"If the environment is laden with dust like in coal-handling plants, and dust ingression is unavoidable, what type of grease or oil should be used for bearings and gearboxes? What can be a remedy for contamination, as it kills oil or grease?"
The dust in a harsh environment plays little role in the selection of a grease or oil. This role is reserved for attributes such as speed, load, temperature, size, etc. The major role the dust plays is in the selection of accessories and lubrication tasks to be performed on the equipment.
Ingression does not have to be unavoidable. In a harsh environment, one of the most cost-effective measures is to make every attempt possible to seal the equipment. The cost of excluding a gram of dirt is often stated as being one-tenth the cost of removing it later. This can be achieved by the use of several accessories. First and foremost is the headspace management. Every piece of equipment "breathes." You want to make sure that when it does, it is breathing clean, dry air.
There are multiple ways to achieve this. The most popular way to control headspace ingression is the use of desiccating breathers. They not only stop very small particles (often 1 micron or smaller) from entering the headspace but moisture as well.
The next focus should be on seals. Shaft seals must be properly selected and maintained. Some seals do a good job of retaining oil or grease but do a lousy job of excluding contamination. Lip seals are a prime example, particularly the ones that are only directed inward. These types of seals tend to wear after a period of time because they make rubbing contact with the shaft. Eventually, the seals no longer function well from the standpoint of both oil retention and contaminant exclusion.
Lip Seal Labyrinth Seal
On the other hand, a labyrinth seal is non-contacting, so it will not have the wear-out condition. These seals are excellent for excluding particle contamination and moisture, even if there's a spray of water nearby.
Another major source of ingression can be service ports such as dipstick tubes. Unfortunately, the two most common methods for checking oil levels in gearbox applications include using either the supplied dipstick or a level port that must be removed for level confirmation. Both of these methods have the potential to introduce unwanted contamination to the system.
Modifications that may be considered for checking the oil level include the addition of a bull’s-eye-style sight glass into those areas where a level port exists or adding a stand-pipe-style level gauge to the drain or auxiliary side port of the gearbox. Simply adding a stand-pipe level gauge does not fully address the possibility of contamination, as it is possible to experience contaminant ingress through the vent hole of the level gauge. Applications that utilize an external level gauge should also have the gauge vented back to the case or to the breather assembly via a T-style fitting.

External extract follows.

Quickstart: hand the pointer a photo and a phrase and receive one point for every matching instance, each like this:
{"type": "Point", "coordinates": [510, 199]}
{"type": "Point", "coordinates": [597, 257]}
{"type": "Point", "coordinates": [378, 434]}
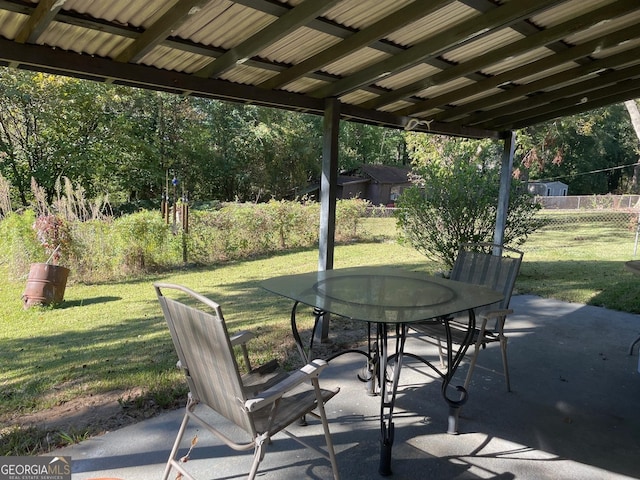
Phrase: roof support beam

There is one last point of ingression that everyone seems to either forget or dismiss – new oil. In most every case where particle counting has been performed on new oil, it has been found to be disgustingly dirty. In fact, it is often many times dirtier than what you want running in your equipment. New oil must be cleaned before it is put into a machine component. Missing this one seemingly simple step can be the difference between a clean, reliable machine and a machine that becomes a bad actor.